+40
-3
Abime seslendim, geliyor lan kalk kendini belli et dedim.. Abim kalktı yanlarına gitti, getirdi bizim havlu serdiğimiz yere onlarda geldi. Bizimkiler girdi denize, Fatih abi, Dilek abla diğer akrabaları. Babamla abimde geldi, abim pekekenti babamla uğraşıyor üzerine su atıyor adamın amk suya bi girebilsin diye.. Herkes yavaş yavaş giriyor, ilk başta ki soğukluk milleti tabi gibiyor. Hemen dalamıyorlar, ama birbirlerinin üzerine su atıyorlar. (Milletimin garip özellikleri işte hep bu.)
Meryem'e baktım, girmedi bile.. Havluyu serdiği yere geçip oturdu. Yanına gidesim geldi, amma velakin çok uzakta değil ailesi var dibinde. Tabi benimkilerde var, şimdi o yalnızken gitmeyeyim dedim.. Beni gibebilme ihtimalları yükselebilirdi. Neyse amk bende gireyim dedim. Yüzmeye başladım, babam abime kurbağa gibi yüzüyon lan pekekent diyordu amk, baya komikti, kalabalık denize girmek. Deve güreşi falan yapıyorlardı, yarıldım denizin içinde gülmekten amk. Su yuttum binler yüzünden. Babam bana, az derine dalın altın falan bulursunuz diyip taşşak geçiyordu.. Yarım saat kimse çıkmadı sudan amk, sürekli bir şey yapıyorlardı bende aralarına katılıyorum tabi.

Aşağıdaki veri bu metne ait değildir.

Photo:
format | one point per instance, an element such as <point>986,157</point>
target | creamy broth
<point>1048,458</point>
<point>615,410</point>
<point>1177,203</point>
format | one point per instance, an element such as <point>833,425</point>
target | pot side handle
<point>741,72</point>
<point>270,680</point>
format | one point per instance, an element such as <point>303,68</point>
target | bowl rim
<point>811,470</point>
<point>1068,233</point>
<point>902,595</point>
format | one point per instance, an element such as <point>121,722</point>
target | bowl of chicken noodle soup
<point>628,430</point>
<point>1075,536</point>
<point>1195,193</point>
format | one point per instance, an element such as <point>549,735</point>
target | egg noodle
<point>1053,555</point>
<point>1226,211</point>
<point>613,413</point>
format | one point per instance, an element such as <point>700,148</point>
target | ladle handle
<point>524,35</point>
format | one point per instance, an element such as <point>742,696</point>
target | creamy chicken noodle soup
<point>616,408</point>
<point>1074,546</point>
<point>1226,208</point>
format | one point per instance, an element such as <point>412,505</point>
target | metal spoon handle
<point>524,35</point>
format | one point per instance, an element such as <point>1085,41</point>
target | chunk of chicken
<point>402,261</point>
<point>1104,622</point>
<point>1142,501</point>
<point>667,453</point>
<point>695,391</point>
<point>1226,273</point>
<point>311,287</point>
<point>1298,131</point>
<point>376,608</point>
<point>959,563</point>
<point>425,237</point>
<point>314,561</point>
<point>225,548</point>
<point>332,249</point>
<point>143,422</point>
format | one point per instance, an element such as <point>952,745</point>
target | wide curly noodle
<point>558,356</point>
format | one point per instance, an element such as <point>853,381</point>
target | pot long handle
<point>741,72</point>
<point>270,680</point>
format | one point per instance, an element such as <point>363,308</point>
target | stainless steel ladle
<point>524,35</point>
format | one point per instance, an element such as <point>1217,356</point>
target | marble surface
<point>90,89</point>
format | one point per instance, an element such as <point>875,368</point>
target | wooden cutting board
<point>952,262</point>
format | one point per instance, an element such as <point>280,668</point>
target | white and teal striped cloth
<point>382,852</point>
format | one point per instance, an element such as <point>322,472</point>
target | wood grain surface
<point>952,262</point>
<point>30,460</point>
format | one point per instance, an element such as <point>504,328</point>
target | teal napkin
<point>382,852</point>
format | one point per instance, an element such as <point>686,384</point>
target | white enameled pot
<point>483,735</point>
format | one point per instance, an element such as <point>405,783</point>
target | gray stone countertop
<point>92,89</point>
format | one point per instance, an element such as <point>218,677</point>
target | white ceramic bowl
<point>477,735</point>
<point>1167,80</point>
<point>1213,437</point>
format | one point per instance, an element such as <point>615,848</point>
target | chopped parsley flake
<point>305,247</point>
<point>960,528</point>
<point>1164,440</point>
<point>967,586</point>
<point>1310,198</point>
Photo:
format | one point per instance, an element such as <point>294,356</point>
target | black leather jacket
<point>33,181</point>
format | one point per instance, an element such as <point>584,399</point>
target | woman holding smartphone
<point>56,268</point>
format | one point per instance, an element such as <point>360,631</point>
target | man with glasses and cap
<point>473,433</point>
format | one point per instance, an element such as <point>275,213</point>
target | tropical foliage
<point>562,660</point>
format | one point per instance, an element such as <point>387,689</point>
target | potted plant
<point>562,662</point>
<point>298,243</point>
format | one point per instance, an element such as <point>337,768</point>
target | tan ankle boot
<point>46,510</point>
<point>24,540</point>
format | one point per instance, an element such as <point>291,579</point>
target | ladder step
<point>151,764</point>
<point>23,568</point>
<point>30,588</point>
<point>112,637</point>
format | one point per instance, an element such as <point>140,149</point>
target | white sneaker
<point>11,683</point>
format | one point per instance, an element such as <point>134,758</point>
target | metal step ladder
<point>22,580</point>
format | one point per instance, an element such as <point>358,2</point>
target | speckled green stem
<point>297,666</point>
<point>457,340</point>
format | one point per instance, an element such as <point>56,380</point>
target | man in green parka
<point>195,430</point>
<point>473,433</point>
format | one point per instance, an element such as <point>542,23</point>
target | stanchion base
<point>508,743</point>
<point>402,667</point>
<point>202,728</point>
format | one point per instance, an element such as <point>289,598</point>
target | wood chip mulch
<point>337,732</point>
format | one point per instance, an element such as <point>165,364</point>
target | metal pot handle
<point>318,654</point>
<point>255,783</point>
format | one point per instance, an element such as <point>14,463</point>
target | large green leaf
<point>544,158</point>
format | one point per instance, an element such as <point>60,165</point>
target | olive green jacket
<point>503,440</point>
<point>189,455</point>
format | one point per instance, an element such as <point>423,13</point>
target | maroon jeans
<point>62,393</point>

En son kafayı çevirip, kıyıya doğru baktım. Meryem kıyıya geçip oturmuş, hiç kimseyle takılmıyor. Bizden uzak duruyor, herkes eğlenirken o öyle denizi izliyor. Lan tüm neşem bir'anda kaçtı. Kıyıya yanına gidip, konuşmak istedim ama yemedi..
En sonunda bizimkiler yavaş yavaş gitmeye başladı, mangal için.. Annesi giderken, Emre gitmek istemedi. Dilek teyzede Emre'yi yine, Meryem'in yanına bıraktı. Kıyıda kumdan kale yaptırmaya çalışıyordu ablasına pekekent.